C'est donc très logiquement que j'ai été balayé par le champion du monde
allemand au 1er tour. A ce niveau, il n'y a pas de place pour le hasard. Il
s'agit des meilleurs athlètes du monde qui se regroupent dans chaque
discipline. A part quelques invités (Wild Card), c'est la crème des crèmes en
termes de niveau.
Au-delà de ces moments tristes, quels bons souvenirs avez-vous gardés des Jo ?
La cérémonie d'ouverture des Jeux. C'était grandiose, et puis le défilé sous la bannière de son pays aux Jeux olympiques, c'est un immense honneur de faire partie du gratin mondial de sa discipline. C'est aussi une satisfaction personnelle. Il y a également les rencontres, et pour ma part, la rencontre qui m'a illuminé lors de cette cérémonie est la discussion que j'ai eue avec l'immense champion de tennis, le Brésilien Gustavo Kuerten. On a échangé longuement. Il s'est intéressé au Bénin qu'il ne connaissait pas avant ces Jeux, et surtout, il devait jouer contre le tennisman béninois Padonou.
C'est
aussi la vie au village olympique où se mélangent les plus grandes stars et les
athlètes plus anonymes.
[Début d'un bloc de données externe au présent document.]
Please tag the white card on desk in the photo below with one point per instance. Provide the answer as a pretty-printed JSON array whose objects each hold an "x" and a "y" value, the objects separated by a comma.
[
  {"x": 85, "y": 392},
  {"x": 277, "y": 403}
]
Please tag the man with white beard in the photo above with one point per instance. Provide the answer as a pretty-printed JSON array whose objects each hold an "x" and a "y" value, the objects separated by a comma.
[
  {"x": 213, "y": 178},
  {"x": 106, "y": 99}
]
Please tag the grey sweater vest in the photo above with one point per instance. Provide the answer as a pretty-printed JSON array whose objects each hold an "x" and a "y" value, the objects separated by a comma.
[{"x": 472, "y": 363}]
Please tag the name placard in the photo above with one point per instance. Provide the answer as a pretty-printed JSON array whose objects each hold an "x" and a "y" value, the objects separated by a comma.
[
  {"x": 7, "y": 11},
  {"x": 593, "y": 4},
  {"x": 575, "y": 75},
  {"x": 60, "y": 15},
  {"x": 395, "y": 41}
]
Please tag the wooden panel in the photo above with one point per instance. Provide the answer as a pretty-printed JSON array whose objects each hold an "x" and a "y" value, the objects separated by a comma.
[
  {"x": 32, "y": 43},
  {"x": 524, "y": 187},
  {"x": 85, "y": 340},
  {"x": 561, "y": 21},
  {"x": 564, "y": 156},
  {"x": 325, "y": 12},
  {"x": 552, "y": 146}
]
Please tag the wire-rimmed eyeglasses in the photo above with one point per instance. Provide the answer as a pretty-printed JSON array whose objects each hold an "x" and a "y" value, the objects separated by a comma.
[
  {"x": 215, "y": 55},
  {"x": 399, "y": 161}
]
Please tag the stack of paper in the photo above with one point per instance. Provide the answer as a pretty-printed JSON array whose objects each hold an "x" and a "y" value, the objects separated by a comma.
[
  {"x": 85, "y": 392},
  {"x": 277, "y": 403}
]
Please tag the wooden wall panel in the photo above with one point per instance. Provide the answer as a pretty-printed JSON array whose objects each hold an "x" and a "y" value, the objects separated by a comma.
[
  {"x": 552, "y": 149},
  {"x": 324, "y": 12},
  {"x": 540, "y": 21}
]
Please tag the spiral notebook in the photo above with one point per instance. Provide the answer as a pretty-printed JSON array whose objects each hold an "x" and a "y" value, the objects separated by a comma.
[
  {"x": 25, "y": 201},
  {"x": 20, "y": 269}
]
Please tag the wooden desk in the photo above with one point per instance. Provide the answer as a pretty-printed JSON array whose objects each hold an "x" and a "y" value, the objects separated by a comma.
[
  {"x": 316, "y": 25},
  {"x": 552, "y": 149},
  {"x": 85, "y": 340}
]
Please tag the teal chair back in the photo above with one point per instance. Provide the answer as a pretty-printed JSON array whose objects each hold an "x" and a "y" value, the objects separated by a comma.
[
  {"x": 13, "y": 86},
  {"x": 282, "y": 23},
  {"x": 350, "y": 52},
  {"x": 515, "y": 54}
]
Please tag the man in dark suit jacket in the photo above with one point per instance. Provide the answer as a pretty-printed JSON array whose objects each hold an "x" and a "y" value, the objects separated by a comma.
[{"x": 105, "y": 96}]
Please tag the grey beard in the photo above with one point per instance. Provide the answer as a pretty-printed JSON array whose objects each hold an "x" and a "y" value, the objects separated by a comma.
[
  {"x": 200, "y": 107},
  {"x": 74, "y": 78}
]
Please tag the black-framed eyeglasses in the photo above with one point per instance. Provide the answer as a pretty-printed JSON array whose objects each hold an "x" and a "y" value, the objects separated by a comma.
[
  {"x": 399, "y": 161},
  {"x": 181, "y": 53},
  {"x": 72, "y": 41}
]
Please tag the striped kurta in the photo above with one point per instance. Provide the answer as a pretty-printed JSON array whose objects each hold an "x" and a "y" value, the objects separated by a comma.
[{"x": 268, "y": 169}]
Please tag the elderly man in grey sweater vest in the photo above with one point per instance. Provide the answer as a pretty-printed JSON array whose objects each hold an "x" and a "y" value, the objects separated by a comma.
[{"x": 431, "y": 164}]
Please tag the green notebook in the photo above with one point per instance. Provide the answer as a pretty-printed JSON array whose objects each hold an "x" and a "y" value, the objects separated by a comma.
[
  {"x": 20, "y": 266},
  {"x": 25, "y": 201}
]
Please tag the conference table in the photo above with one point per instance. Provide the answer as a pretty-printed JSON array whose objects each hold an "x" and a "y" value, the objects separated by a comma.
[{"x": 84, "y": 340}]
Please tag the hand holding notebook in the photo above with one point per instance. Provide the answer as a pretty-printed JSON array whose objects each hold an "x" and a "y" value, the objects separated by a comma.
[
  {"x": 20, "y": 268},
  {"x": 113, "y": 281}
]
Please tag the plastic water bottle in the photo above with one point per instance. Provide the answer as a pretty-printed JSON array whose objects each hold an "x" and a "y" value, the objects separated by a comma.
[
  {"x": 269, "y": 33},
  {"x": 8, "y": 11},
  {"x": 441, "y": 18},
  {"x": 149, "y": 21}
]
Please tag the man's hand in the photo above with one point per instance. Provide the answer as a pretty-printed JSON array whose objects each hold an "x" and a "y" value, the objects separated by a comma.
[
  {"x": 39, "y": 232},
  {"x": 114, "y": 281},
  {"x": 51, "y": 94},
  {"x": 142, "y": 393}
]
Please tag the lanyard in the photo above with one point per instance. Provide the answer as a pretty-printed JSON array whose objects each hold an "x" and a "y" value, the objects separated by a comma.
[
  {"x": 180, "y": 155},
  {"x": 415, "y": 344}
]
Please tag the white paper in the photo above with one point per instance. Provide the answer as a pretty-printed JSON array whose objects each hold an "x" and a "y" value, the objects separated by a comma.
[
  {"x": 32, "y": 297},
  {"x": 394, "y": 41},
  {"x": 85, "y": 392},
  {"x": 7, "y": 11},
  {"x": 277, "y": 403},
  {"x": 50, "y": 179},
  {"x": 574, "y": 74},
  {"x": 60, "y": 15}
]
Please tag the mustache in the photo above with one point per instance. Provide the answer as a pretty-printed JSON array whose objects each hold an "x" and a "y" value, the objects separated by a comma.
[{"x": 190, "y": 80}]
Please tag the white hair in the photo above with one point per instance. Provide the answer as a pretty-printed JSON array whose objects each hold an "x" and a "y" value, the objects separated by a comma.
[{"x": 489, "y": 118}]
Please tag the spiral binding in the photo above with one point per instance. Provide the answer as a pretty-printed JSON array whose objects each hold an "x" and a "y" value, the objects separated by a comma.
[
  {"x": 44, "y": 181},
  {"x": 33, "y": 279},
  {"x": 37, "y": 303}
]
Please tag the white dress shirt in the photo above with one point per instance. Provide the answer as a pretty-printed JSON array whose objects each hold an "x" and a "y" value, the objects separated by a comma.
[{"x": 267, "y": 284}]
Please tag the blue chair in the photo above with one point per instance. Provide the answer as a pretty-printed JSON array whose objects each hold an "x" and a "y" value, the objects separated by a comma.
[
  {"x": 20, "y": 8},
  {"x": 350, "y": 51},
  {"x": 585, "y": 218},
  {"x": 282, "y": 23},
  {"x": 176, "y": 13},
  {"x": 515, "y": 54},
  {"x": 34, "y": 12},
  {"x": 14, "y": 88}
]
C’est cela les Jeux et il faut savoir en profiter tout
en restant focus sur la compétition.
Que faire pour permettre au Bénin de décrocher sa première médaille olympique ?
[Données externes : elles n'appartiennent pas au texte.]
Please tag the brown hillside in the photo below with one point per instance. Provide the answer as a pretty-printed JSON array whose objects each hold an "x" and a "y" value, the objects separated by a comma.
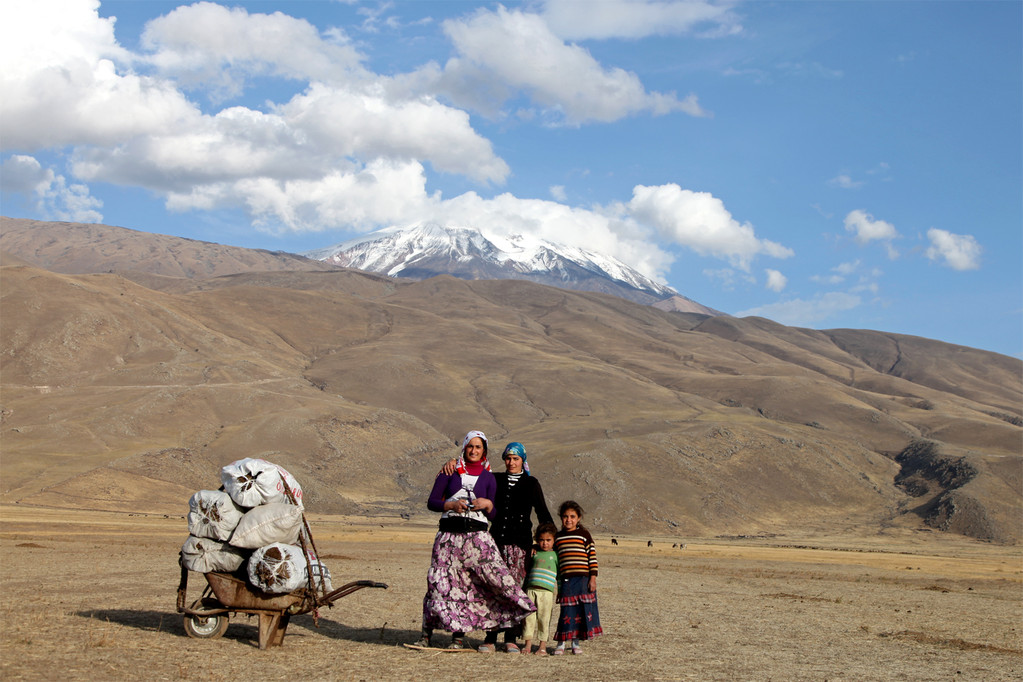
[{"x": 129, "y": 394}]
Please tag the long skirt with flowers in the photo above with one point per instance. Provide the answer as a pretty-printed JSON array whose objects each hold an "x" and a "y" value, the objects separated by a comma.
[
  {"x": 470, "y": 588},
  {"x": 579, "y": 617}
]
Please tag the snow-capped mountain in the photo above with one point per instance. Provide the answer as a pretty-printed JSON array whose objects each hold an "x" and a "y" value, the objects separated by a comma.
[{"x": 428, "y": 249}]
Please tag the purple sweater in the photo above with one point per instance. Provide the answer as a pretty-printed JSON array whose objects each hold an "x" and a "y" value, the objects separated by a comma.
[{"x": 446, "y": 486}]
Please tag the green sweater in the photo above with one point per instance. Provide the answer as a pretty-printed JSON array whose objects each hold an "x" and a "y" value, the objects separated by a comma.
[{"x": 543, "y": 575}]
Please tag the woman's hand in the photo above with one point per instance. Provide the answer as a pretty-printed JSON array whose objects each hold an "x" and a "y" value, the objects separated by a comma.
[
  {"x": 458, "y": 506},
  {"x": 483, "y": 504}
]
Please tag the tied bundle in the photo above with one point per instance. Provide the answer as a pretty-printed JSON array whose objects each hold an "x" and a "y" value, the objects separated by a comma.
[{"x": 255, "y": 525}]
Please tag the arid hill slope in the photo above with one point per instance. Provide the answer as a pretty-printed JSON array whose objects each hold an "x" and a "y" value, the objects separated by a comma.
[{"x": 130, "y": 391}]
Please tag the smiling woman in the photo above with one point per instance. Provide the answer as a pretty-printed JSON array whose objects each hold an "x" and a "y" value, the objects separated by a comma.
[{"x": 468, "y": 586}]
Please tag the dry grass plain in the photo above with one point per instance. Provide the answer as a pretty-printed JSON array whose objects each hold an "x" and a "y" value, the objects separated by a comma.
[{"x": 91, "y": 596}]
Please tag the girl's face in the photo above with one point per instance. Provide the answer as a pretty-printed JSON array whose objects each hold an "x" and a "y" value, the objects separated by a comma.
[
  {"x": 513, "y": 463},
  {"x": 546, "y": 542},
  {"x": 474, "y": 451},
  {"x": 570, "y": 519}
]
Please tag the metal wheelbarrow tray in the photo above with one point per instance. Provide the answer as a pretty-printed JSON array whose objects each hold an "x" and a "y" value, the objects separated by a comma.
[{"x": 227, "y": 593}]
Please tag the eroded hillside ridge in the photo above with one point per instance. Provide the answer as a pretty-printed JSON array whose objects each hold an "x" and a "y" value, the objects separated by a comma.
[{"x": 121, "y": 394}]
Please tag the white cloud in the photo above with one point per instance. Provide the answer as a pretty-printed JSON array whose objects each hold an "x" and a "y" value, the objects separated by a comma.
[
  {"x": 61, "y": 85},
  {"x": 583, "y": 19},
  {"x": 868, "y": 229},
  {"x": 845, "y": 182},
  {"x": 49, "y": 193},
  {"x": 839, "y": 273},
  {"x": 775, "y": 280},
  {"x": 959, "y": 252},
  {"x": 211, "y": 45},
  {"x": 350, "y": 149},
  {"x": 700, "y": 221},
  {"x": 504, "y": 52},
  {"x": 800, "y": 313}
]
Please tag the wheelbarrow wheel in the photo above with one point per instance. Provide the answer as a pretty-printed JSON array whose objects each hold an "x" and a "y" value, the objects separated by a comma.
[{"x": 206, "y": 627}]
Je me suis posé cette question mille fois. J’ai beaucoup réfléchi à comment mettre mon expérience accumulée pendant toutes ces années au service de mon pays. J'en ai sorti un projet, un véritable programme pour amener le sport béninois à faire un saut qualitatif et rivaliser avec les grandes nations africaines. Je postule donc ouvertement à diriger le sport béninois un jour. C'est désormais mon objectif. Et ainsi, je pourrai mettre en œuvre mes idées. Je ne dis pas que les autres ne savent pas faire mais chacun a sa spécificité et ses idées novatrices. Ce serait trop long pour en parler aujourd'hui. J'espère que vous m'inviterez spécialement pour en parler.